L’intervento del sindaco è stato postato il 5 gennaio, ma è apparso su QUI LIVORNO del 4 gennaio e su IL TIRRENO del 5 gennaio. In pratica vi  si legge “che il Comune di Livorno è stato informato della vicenda  soltanto il 29 dicembre”. Il 13 gennaio dopo che si era sparsa la voce  che la capitaneria aveva resi pubblici i fax con i quali aveva avvisato,  fra l’altro, anche i Comuni di Livorno e Pisa subito dopo aver appreso  la notizia della “perdita” dei bidoni, l’assessore all’ambiente Grassi  fornisce una versione ben diversa e ammette che il Comune era stato  informato non il 29 dicembre ma il 17 dicembre. Grassi sostiene che  sulla base delle informazioni ricevuto quel 17 dicembre il Comune aveva  attivato “il livello zero della procedura di emergenza”.

Per informazione  per la protezione civile il livello “zero” equivale a: “Nessun evento in corso o eventi gestiti in via ordinaria attraverso le centrali operative e le forze di soccorso”. Poi ci sono i tre livelli  di allerta.

A questo punto possiamo trarre qualche conclusione:

1)    Nella sua nota del 4 gennaio, apparsa sul sito del Comune il 5 gennaio, Cosimi cerca di avallare una tesi non corrispondente al vero con l’evidente scopo di minimizzare le sue responsabilità nel mancato allarme alla popolazione,

2)    Nell’intervento del 13 gennaio, Grassi ammette la panzana detta dal sindaco e ammette anche che di fatto il Comune non ha valutato correttamente le potenzialità disastrose della “perdita” dei fusti. E’ bene sottolineare che dietro una terminologia burocratese aver allertato il “Livello 0” della Protezione civile equivale al massimo ad averla informata. Niente di più. Un po’ poco considerato il disastro ambientale provocato dalla “semina” di 40 tonnellate di rifiuti tossici in mare. Ne consegue che il Comune di Livorno si è adeguato a quanto fatto dalle altre istituzioni preposte alla sicurezza (Capitaneria e Prefettura) che colpevolmente non hanno avvisato la popolazione del rischio che si stava correndo. Ricordo che i fusti sono composti da materiale che a contatto con l’aria prende fuoco. Il problema è che il sindaco di Livorno è il PRIMO responsabile della sicurezza del suo Comune e non può giustificare le sue inefficienze con le inefficienze altrui.

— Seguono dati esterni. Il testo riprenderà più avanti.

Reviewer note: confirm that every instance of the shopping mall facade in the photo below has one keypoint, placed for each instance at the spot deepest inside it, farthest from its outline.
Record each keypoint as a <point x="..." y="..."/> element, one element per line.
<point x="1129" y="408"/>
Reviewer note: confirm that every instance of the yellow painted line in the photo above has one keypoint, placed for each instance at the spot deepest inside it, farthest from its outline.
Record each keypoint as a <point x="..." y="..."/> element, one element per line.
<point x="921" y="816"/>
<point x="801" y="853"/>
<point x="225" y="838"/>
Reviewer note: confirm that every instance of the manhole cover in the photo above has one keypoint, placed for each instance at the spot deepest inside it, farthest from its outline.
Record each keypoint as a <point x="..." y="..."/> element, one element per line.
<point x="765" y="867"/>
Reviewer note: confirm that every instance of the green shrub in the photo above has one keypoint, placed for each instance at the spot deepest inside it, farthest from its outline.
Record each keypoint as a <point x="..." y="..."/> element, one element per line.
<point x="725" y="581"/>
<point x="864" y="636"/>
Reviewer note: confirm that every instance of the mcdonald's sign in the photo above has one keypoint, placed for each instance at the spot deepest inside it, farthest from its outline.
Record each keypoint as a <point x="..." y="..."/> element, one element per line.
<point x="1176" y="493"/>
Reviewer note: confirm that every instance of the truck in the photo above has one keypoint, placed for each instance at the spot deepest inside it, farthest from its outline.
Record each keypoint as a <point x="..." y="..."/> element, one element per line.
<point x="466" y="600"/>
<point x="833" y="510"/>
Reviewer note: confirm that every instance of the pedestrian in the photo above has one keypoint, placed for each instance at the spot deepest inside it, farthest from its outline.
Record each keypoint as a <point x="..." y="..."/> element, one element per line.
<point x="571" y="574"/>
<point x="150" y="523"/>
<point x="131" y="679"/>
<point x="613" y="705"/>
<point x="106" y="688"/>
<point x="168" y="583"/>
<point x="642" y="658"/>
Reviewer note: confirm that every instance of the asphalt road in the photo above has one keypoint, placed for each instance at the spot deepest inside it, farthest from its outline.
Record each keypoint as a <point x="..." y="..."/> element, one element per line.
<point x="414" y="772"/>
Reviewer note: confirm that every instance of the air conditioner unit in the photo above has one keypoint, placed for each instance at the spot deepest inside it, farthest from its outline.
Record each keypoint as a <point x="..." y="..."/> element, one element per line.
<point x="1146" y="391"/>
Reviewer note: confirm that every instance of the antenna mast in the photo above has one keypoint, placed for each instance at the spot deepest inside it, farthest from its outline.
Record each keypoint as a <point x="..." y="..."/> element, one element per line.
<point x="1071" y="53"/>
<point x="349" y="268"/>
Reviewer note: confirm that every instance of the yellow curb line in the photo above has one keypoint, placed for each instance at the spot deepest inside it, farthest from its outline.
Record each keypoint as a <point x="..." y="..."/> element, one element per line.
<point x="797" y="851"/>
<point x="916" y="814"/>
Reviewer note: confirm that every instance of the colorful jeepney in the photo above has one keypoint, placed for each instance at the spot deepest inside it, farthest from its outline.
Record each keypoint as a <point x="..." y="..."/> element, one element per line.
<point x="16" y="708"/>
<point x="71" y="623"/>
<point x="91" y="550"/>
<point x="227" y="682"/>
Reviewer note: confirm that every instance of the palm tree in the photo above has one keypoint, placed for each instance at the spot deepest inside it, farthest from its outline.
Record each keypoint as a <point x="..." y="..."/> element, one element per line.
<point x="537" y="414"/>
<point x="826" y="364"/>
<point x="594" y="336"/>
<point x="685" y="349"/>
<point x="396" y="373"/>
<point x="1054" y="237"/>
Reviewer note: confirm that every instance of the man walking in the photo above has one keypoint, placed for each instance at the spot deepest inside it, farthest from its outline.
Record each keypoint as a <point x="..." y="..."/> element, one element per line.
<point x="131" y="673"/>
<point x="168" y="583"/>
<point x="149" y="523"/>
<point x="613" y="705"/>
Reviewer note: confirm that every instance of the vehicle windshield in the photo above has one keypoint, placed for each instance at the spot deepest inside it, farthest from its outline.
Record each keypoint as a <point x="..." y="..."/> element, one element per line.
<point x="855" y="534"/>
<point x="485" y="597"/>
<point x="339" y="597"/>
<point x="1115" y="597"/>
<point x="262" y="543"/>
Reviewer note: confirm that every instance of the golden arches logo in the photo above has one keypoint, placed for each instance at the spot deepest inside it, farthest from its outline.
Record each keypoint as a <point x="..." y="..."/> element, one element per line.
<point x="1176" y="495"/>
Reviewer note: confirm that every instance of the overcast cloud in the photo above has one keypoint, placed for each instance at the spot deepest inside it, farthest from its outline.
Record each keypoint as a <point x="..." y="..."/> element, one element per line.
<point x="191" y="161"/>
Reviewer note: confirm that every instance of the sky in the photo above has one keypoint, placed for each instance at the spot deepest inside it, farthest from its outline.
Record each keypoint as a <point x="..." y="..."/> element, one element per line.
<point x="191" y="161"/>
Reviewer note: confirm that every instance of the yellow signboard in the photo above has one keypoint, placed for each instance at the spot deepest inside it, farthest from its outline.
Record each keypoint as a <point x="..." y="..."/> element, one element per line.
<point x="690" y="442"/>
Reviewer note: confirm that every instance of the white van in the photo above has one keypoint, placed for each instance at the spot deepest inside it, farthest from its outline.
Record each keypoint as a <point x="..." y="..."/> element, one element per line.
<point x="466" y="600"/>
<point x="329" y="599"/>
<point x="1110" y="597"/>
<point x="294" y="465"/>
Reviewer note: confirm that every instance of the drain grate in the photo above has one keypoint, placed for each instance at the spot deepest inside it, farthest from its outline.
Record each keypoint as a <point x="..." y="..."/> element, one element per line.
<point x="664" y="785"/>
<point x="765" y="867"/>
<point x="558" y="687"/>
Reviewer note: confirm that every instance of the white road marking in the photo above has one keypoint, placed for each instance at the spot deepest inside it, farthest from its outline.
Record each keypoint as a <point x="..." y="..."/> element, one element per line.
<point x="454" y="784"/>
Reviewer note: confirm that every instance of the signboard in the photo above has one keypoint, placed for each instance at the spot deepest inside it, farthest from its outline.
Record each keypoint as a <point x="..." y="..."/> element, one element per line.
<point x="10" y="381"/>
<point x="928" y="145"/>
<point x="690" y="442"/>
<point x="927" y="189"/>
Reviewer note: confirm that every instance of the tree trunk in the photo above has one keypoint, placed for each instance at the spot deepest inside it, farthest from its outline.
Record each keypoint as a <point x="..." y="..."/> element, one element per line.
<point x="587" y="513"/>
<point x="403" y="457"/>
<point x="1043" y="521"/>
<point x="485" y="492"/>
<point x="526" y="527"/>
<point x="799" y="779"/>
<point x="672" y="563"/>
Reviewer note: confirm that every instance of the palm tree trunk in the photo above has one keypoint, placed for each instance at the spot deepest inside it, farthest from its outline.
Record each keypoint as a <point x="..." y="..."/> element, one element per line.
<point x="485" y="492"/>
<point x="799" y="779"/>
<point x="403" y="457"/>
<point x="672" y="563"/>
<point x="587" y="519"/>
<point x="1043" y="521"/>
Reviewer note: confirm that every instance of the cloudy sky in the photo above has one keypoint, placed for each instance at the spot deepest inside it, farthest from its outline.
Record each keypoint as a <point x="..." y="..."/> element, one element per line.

3) Che il Comune di Livorno si sia adeguato a quanto fatto da Capitaneria e Prefettura è anche dimostrato dal fatto che nei giorni successivi al 17 dicembre 1) non ha approfondito quanto riportato nei fax della capitaneria, che permettevano, ad esempio, di rendersi perfettamente conto della pericolosità del materiale contenuto nei bidoni (facendo una battuta si potrebbe dire che bastava una semplice ricerca su internet …) 2) non ha fatto nulla per chiedere (si potrebbe dire: pretendere) che la Capitaneria fornisse gli altri elementi in suo  possesso, alcuni dei quali sono venuti alla luce solo durante la  conferenza stampa del comandante Ilarione Dell’Anna il 29 dicembre,  dodici giorni dopo il disastro.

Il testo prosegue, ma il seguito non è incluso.